Небо, холодея и холодея, глядело со сквозящей апатией: красное войско
возвратилось в Оренбуржье, проникая все дальше несколькими клиньями. У
красных уже были Бугуруслан и Бузулук. В столице края расхристанная
взбалмошность состязалась с чутко-ехидным глухим ожиданием. Людям в шубах
вызывающе нехорошо улыбались люди в заплатанном. Но к кухням гостиниц
подвозили и подвозили мороженых уральских осетров, гардеробные лакеи
подобострастно принимали манто и шубы, и, когда в ночь распахивалась дверь
ресторана, оттуда со снопом света, со жгучей волной музыки рвался ни с чем
не сравнимый задор:
Она была курсистка
И шила гладью,
Но выбилась в артистки
И стала...
Перед последним словцом певица коварно смолкала, и его, неспетое, с
пьяной размашистостью выдавал какой-нибудь звучный мужской голос, а то и
несколько сразу.
62
Хорунжий, ожидая вести от родных, ходил через день-два на
"главпочту", куда, по уговору, ему должны были писать на имя Маненькова. В
середине декабря, когда столбы дыма над крышами обваливались от порывов
морозно-раскаленного ветра, а беспрестанно отворяемая дверь почты
закуржавела изнутри, Пахомыч вместо обычного "вам ничего!" - услышал:
- Извольте паспорт.
Этим документом, мысленно произнеся пару весьма выразительных слов по
поводу заломленной цены, Маненьков обзавелся еще летом.
Почтовый служащий, астматик, чья шея была так утеплена, что голова не
ворочалась, подержал паспорт перед глазами, дыша с однообразным присвистом,
и вручил получателю конверт с напечатанным на машинке адресом. Там, куда
наклеивают марку, на машинке было отстукано: "Воинское". Хорунжий отошел к
белесо-сизому обмерзшему окну, вскрыл письмо и обнаружил купюру - радужную
старую добрую "катеньку": сторублевку. В тогдашнюю пору "керенок" и
подобных скороспелых дензнаков царские ассигнации весьма почитались
властями всех цветов и оттенков.
Письмо было от Лабинцовых, и из него следовало, что семья вместе с
братом Семена Кирилловича еще в начале осени переехала из Челябинска в
Омск, столицу белой Сибири. Лабинцова временно приняли консультантом в
некий военно-промышленный комитет. Маненькову было отправлено, оказывается,
уже с десяток писем, и в каждое вкладывались деньги. Не имея ответа, семья
беспокоилась, Семен Кириллович поделился с коллегами, и ему посоветовали
придать очередному письму вид служебного отправления - благодаря этому
работники почты не решились поступить с ним, как с прежними.

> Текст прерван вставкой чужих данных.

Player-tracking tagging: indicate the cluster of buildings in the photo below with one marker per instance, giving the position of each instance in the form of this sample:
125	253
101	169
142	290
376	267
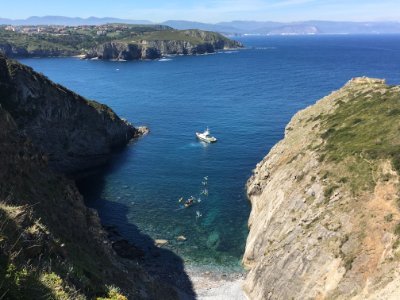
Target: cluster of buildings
60	30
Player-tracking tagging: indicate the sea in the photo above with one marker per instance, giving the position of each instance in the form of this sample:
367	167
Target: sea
245	97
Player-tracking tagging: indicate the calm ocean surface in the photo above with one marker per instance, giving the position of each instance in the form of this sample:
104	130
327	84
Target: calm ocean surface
246	97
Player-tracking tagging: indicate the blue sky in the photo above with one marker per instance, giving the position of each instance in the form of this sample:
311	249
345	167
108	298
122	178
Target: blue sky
210	10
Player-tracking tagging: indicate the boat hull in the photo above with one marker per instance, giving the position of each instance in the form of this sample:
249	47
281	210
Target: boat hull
205	139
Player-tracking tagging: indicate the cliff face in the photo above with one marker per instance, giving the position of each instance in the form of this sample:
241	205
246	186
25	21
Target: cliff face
325	216
77	134
121	43
51	245
15	51
153	49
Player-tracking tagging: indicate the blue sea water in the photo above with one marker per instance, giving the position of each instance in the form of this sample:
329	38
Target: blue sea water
246	97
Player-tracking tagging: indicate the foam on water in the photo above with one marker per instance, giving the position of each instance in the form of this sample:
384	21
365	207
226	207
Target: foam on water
246	99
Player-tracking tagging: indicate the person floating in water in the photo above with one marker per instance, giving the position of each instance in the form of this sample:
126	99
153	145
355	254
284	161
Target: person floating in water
190	201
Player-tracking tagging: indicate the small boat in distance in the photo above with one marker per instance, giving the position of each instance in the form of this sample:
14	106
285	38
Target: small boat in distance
206	137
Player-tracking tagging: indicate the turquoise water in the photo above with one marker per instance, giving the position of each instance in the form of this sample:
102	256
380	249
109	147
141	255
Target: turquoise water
246	97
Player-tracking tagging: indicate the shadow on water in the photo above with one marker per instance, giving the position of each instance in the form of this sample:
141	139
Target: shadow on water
159	262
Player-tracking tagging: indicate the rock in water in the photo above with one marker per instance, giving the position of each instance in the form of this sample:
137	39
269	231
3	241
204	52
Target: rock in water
213	240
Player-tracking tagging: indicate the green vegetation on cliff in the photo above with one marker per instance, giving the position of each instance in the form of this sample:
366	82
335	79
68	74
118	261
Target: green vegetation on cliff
363	129
325	200
80	40
51	245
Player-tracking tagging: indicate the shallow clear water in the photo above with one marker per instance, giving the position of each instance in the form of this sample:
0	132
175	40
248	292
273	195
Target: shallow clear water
246	98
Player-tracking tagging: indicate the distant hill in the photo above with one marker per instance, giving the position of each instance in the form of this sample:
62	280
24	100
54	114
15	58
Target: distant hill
230	28
306	27
67	21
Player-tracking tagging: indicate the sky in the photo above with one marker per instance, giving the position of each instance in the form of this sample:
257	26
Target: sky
210	11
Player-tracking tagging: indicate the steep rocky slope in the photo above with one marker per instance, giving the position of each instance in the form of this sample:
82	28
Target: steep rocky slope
152	46
113	41
51	245
325	201
75	133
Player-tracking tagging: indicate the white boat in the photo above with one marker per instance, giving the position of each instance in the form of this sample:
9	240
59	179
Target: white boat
206	137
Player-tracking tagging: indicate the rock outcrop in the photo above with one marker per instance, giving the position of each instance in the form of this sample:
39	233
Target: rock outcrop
76	134
51	245
153	49
325	218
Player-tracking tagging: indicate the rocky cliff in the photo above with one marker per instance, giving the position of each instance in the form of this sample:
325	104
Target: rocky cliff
114	41
325	221
51	245
76	134
188	42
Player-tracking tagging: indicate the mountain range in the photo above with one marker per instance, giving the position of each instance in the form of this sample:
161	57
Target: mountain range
232	27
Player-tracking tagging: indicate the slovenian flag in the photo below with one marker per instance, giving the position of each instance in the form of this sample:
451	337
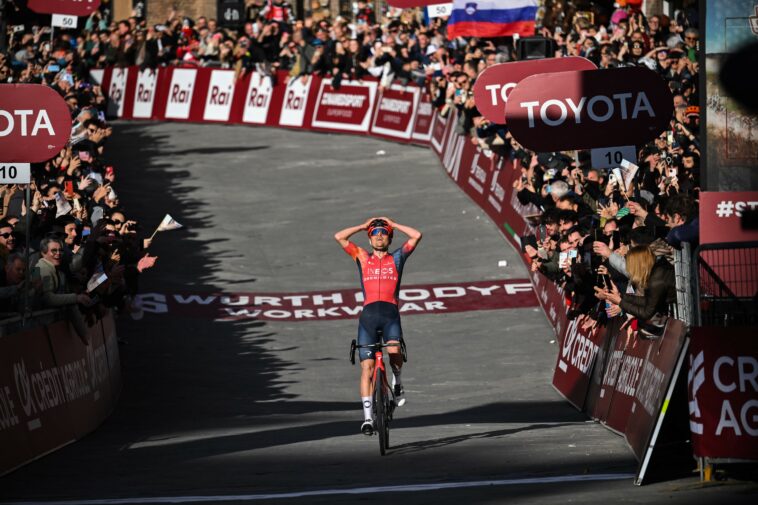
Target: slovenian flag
492	18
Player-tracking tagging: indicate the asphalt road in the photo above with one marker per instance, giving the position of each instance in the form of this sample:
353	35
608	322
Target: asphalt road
268	411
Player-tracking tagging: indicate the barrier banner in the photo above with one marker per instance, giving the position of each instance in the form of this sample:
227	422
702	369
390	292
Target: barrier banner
117	92
53	389
347	109
422	128
598	400
260	93
218	100
180	93
30	399
723	393
656	428
577	356
144	93
342	303
395	112
89	402
295	102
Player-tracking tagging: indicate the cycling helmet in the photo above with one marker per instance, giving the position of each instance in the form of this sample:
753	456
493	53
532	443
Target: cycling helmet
380	223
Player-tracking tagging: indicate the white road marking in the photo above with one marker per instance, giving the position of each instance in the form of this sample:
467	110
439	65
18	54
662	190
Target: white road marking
406	488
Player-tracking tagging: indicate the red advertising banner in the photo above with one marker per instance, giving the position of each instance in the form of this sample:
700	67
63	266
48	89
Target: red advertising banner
576	360
588	109
347	109
343	303
35	123
723	393
494	84
720	213
53	389
395	112
68	7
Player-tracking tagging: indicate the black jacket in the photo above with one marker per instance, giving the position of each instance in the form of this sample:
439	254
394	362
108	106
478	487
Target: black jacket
659	294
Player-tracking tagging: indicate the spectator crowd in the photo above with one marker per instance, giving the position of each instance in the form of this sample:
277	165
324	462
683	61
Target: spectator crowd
85	254
605	236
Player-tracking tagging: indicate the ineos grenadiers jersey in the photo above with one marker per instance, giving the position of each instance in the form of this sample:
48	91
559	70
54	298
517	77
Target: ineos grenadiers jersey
380	277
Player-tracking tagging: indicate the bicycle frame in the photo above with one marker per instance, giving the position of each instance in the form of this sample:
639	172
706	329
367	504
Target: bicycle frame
379	365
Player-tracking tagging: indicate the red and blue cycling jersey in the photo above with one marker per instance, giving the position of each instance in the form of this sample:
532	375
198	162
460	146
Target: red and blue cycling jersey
380	276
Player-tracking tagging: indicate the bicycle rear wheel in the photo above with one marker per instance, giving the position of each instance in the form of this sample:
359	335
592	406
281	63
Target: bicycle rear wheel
381	413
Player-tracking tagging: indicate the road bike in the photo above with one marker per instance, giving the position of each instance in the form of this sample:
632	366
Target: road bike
384	396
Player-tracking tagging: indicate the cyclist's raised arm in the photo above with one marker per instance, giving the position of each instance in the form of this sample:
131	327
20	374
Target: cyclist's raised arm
414	236
342	236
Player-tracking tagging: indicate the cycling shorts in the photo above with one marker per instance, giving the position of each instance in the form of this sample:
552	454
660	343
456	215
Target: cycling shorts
378	316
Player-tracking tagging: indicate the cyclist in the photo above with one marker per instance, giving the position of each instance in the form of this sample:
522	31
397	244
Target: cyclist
380	274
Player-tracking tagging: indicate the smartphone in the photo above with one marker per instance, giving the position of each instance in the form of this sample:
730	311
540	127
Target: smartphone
617	173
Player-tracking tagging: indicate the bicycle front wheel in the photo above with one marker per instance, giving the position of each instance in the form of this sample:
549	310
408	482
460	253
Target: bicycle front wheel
381	412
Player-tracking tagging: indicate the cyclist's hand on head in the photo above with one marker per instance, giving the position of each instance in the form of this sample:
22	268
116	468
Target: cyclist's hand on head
365	225
389	221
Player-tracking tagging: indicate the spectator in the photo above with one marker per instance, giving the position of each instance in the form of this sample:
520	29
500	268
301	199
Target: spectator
55	291
653	282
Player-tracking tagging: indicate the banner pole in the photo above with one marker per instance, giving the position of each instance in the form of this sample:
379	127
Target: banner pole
27	280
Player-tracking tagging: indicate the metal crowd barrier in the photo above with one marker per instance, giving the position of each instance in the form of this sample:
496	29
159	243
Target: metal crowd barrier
726	284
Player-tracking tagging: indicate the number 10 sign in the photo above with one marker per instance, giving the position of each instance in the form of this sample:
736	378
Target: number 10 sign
15	173
611	157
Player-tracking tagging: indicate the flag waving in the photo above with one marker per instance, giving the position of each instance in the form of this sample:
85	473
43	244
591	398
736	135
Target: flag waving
168	223
492	18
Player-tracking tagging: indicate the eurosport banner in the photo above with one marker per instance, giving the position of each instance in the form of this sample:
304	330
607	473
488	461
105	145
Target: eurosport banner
347	109
395	112
53	388
341	304
402	114
723	393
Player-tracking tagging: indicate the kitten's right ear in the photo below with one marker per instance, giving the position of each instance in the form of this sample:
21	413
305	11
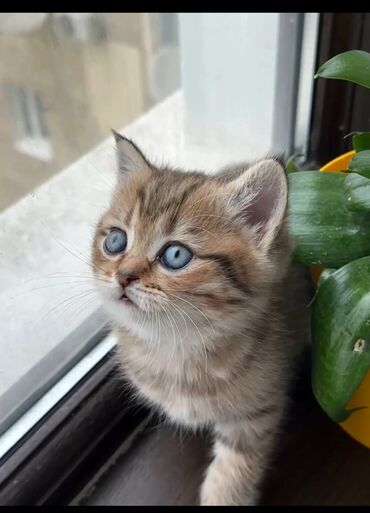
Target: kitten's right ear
129	157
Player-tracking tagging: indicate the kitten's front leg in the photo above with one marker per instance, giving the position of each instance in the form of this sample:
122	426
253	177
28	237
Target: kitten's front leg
242	454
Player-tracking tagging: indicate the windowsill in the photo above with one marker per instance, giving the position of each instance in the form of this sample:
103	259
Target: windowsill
38	148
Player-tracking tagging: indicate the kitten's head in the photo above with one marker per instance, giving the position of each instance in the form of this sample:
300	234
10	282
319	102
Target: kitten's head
183	253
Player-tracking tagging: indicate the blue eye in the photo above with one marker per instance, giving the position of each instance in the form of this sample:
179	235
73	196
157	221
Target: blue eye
176	256
115	242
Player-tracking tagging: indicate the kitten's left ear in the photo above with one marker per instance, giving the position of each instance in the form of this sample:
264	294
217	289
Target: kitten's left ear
258	199
129	156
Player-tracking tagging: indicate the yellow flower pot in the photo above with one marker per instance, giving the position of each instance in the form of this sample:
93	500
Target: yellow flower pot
358	425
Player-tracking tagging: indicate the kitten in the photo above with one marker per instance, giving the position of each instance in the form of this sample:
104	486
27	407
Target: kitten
195	273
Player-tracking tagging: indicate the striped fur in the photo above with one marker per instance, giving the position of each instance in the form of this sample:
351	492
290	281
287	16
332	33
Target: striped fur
214	344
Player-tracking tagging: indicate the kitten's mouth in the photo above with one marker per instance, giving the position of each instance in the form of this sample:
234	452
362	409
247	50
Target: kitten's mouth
125	299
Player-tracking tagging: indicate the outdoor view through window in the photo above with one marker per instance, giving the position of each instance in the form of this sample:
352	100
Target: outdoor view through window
192	89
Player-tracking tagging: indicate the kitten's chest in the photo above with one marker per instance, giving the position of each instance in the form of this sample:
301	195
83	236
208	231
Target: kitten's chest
181	389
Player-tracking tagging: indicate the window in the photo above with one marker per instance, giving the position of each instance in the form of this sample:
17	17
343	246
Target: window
30	132
197	89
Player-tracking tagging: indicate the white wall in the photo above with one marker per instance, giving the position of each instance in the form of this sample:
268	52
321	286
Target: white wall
228	76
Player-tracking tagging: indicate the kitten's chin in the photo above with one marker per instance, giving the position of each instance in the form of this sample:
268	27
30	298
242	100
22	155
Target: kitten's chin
124	313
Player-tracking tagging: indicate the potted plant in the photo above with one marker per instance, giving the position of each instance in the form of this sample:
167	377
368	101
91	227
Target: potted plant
330	221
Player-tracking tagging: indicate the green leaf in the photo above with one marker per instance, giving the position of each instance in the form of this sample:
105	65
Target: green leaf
353	66
291	166
357	190
341	337
360	163
361	141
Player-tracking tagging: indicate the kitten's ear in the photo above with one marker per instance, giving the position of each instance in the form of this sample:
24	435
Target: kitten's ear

Анна писала, что девочки переболели ангиной, но теперь со здоровьем у
них, кажется, благополучно. "А вокруг, увы, видишь какое-то общественное
нездоровье. Нравы опустились, некоторые дамы доходят до неслыханного".
Чувствовалось, как Анна сдерживается, сообщая: "Везде расклеивают портреты
нового правителя Колчака, эсеров больше не любят, много разговоров о благе
железной диктатуры". Затем следовала фраза: "Семен не в настроении". Семья
собиралась в Харбин. Лабинцов рассчитывал устроиться в Китае на
медеплавильный завод американской или шведской компании.

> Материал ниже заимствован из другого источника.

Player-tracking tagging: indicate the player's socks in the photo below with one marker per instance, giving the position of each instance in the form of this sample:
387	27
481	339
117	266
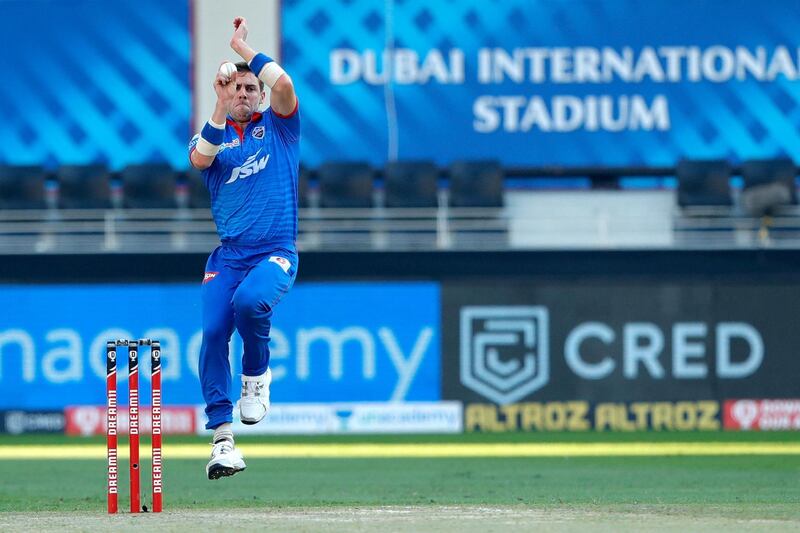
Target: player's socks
223	432
255	397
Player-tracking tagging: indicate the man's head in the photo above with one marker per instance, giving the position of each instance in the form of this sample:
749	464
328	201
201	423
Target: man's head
249	93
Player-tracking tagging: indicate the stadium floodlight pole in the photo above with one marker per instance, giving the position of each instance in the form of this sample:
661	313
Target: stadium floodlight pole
111	425
133	422
155	423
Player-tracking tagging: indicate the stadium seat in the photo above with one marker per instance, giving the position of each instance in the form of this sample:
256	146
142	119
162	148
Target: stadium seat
149	186
768	184
345	184
84	187
476	184
22	187
411	184
703	183
199	197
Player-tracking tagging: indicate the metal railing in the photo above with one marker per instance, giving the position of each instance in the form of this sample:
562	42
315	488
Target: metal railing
192	230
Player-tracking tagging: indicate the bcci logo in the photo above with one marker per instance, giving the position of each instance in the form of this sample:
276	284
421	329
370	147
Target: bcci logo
504	351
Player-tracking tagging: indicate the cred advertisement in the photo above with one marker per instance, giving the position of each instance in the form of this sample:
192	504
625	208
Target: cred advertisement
613	356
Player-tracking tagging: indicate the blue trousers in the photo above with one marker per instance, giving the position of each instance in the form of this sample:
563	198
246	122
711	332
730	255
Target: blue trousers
241	288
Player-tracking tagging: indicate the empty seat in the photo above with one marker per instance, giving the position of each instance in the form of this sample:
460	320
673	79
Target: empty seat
476	184
768	184
704	183
22	187
345	184
84	187
411	184
149	186
199	197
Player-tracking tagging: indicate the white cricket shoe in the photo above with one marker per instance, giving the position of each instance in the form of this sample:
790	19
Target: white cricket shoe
225	461
255	398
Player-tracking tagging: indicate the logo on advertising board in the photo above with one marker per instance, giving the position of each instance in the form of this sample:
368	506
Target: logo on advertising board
504	351
18	422
91	420
746	415
367	417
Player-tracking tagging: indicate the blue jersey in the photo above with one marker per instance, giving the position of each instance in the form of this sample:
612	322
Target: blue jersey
253	181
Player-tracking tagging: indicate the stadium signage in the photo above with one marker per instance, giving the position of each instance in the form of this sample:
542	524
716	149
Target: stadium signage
367	417
616	343
762	415
484	371
17	422
332	342
582	416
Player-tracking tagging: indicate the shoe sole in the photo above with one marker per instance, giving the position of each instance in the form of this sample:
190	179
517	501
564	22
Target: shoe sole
218	471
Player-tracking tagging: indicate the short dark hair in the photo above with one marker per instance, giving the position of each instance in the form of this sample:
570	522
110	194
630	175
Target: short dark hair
242	66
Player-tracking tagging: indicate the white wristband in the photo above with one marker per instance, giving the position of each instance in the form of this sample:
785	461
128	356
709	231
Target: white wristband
270	73
206	148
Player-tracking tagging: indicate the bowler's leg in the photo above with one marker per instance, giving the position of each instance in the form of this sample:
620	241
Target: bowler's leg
215	367
253	301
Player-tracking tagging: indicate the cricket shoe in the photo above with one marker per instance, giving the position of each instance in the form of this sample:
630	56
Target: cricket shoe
255	398
225	461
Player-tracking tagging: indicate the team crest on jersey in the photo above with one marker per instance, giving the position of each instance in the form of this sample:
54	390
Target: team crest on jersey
281	262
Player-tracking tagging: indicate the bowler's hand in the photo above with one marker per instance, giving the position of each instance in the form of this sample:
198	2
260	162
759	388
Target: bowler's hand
239	33
225	88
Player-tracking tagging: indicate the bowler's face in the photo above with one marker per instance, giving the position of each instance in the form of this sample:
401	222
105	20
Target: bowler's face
247	98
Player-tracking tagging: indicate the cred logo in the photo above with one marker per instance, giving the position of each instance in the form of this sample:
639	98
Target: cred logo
504	351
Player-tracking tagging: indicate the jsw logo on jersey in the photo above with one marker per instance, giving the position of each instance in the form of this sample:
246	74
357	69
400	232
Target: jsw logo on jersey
251	166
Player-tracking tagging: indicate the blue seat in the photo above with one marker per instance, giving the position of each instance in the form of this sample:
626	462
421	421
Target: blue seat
345	184
22	187
476	184
411	184
703	183
150	185
84	187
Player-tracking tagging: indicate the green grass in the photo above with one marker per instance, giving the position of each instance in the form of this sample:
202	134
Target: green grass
747	486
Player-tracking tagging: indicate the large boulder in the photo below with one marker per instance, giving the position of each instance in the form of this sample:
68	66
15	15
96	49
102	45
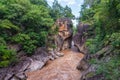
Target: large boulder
80	37
26	64
64	37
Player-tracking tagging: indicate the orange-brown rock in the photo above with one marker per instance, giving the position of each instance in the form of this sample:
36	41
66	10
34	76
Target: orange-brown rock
63	68
65	32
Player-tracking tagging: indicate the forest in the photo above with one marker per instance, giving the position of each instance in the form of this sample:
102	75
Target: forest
28	23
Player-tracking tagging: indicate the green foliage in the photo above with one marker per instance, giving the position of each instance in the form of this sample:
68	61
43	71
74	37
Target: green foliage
57	11
7	56
28	23
105	16
110	69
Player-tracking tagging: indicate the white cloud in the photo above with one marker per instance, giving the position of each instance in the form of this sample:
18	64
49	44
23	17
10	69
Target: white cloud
68	2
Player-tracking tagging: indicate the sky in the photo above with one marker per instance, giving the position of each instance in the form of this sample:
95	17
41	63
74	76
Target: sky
75	5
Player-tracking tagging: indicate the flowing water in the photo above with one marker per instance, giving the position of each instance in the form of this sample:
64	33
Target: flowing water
63	68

У окна возле Терентия Пахомовича стоял священник - тоже с письмом.
Согретый его содержанием, батюшка проникся словоохотливостью:
- Ваше не со скорбями? - доброжелательно улыбнулся он Пахомычу,
который засовывал свое письмо за пазуху.
Тот дружественно кивнул, и оба вышли на улицу разговаривая. Священник
рассказал, с какими трудами достал билеты супруге и детям и отправил их в
Омск. Теперь он знал, что они добрались и "Бог послал кров".
- Место в Омске я себе выхлопотал, но пока не еду. Раненые и
отходящие к Отцу Небесному - на моем попечении, - сообщил священник с
тоскливо-нудящей озабоченностью. Он направлялся в госпиталь, и ему было по
пути с Пахомычем. - Ждут меня с надеждой... кто - чтобы Бог дал
поправиться, кто - чтобы принял с прощением.
Хорунжий понимающе посмотрел в бородатое добродушное лицо, и батюшка
остановился:
- А от людей маловато внимания к раненым, маловато. Не жертвуют на
них. А кто к ним призван долгом - пренебрегают. Мы вот с вами разойдемся,
больше не увидимся - и я вам скажу... Между живыми лежат мертвые сутками, а
вынесут - так складывают покойников под лестницы, даже на чердак. Простите,
в сортиры кладут.
Он заговорил тише и так, будто с тревогой объяснял собеседнику, как
обойти угрожающую тому опасность:
- Вы думаете, вывезти и предать земле - рук не хватает? Другого не
хватает, сударь, другого, и не след нам заблуждаться - что будет.